Peace in Chaos Podcast *Manifesto













Listen to my "manifesto" HERE or click below:

 

What is your parenting manifesto?
Here's my best attempt to explain why we parent the way to parent:


In our culture infants are an inconveniences, toddlers are crazy, grade schoolers are annoying, middle schoolers are awkward, and teenagers are just idiots. And then it continues: young adults are out of touch real with reality. And then it continues middle-aged people are lame, and the elderly are useless.

So my question is: when do we have value? when are we accepted? when is our identity not shaped by what the world says?
God made each person. And he made each person a whole person. And he made each person in His image with his heart.

We have to act out of Truth. we have to model for our children that they have value and worth at every age at every level and every stage of life. We don't need to talk down to them we don't need to water down the truth we don't need to think of them in a negative light. what good is that doing, except making ourselves feel better about our feelings?

We need to treat them how we want to be treated. Isn’t this what we all want? Don't  we all want genuine connection, affection, affirmation, and truth?
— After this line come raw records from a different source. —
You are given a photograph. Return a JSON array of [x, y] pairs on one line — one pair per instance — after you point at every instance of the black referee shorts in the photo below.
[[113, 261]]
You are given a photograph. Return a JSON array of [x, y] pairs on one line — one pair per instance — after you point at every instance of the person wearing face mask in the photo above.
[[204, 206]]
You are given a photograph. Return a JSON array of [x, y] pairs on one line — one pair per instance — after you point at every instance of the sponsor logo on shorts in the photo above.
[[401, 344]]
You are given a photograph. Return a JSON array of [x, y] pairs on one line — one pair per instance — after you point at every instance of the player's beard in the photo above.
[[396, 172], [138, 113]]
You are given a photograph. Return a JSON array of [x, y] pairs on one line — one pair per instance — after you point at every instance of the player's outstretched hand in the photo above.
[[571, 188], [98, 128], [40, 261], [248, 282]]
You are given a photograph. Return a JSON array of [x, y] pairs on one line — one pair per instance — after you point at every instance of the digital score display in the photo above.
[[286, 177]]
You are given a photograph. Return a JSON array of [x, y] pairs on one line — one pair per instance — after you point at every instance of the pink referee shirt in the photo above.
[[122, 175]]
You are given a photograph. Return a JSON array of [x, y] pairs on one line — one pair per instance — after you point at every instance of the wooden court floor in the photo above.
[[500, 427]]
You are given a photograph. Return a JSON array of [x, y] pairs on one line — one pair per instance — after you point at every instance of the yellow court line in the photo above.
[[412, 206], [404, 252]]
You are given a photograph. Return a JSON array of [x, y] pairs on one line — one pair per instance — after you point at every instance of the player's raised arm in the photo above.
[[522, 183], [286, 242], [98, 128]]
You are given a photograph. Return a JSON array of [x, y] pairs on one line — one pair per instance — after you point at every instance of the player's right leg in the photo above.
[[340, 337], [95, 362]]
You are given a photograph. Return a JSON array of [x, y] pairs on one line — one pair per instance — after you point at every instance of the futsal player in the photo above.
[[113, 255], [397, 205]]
We need to speak truth into them: the truth of what we know that they were made to be, and what they can be, not what we see right now. We need to be their biggest encouragers, vision-casters, and co- dreamers. we need to consider their developmental level, and that their brains are still forming, while at the same time considering that they are born a whole person and have whole value, furthermore ETERNAL value.

We need to see them how God sees them. while their brains might still be forming, they don't have immature Holy Spirits... they have the same Holy Spirit that we have, right?

This should cause us to have healthy expectations. Expectations that consider that their reasoning center and their critical thinking enter of their brains is still developing, but that we can train them to know truth and to think critically. That we can train them to make good choices. That we can remind them and train them that they are kind and loving and patient and peacemakers.

We tell them who they are, and shouldn't we be telling them who God says they are? Everything is else is a LIE. They are made in His image, they are sons and daughters of a high king, nothing can make God love them more or less, that they have an internal inheritance, Jesus died for all of their sins, He has given them all of the fruits of the Holy Spirit, and He has a big purpose and plan for their life.

We get the honor of drowning out the lies with truth. We get the honor of training them in righteousness. We get the joy of seeing misbehavior as an opportunity. An opportunity to see what is truly going on in their hearts and minds, to meet them where they're at, and to come alongside them and point them to a better way. His ways.

The very beginning of the Bible starts with Adam and Eve being made in the image of God, giving them identity & purpose, and yet he also gave them total free will. And with that free will, they made the wrong choice. God could have made them total robots that only do what makes Him look good and what He wants them to do. But He let them mess up and there were major consequences to that bad choice, but the point is he let it happen. and the rest of the story of the entire Bible is him giving person after person chance after chance to do things His way...to bring them back to Him to connect them to Him.

The Bible is full of story after Story of Him reminding people of who He says they are. It is full of second choices, “try-agains”, do-overs. There are not many stories in the Bible of people getting it right the first time and doing exactly what God tells them to do. Why do we expect this of our children? Why do we expect this of still developing minds? Is this how God Parents us?

It's time for us to explore our motivations. It's time for us to dig deep in figure out why we are so uncomfortable when children misbehave. Why do we need to control them? Why do we need them to do exactly what we say when we say it the first time? Why are we so easily angry and frustrated? Why are we not okay with them not being “okay”? Why are we constantly reacting instead of responding with empathy and peace? What do we need to unlearn?

How often do we think of why we are parenting the way we parent? How how often do we think of the long-term repercussions of how we parent our children? What is Our intention, what is our purpose, what is our motivation?

This is not about giving permission for them to do whatever they want or get away with everything. This also is not about dictating and correcting their every move. This is about training, connecting, forgiving,discipling, guiding, re-directing, and encouraging. It's about giving our best, yet imperfect attempt to parent how God parents us (while understanding we are all going to go about it differently because no two parents are the same). He's both gentle and firm, grace and truth, patient and pressing. He's a good, good Father.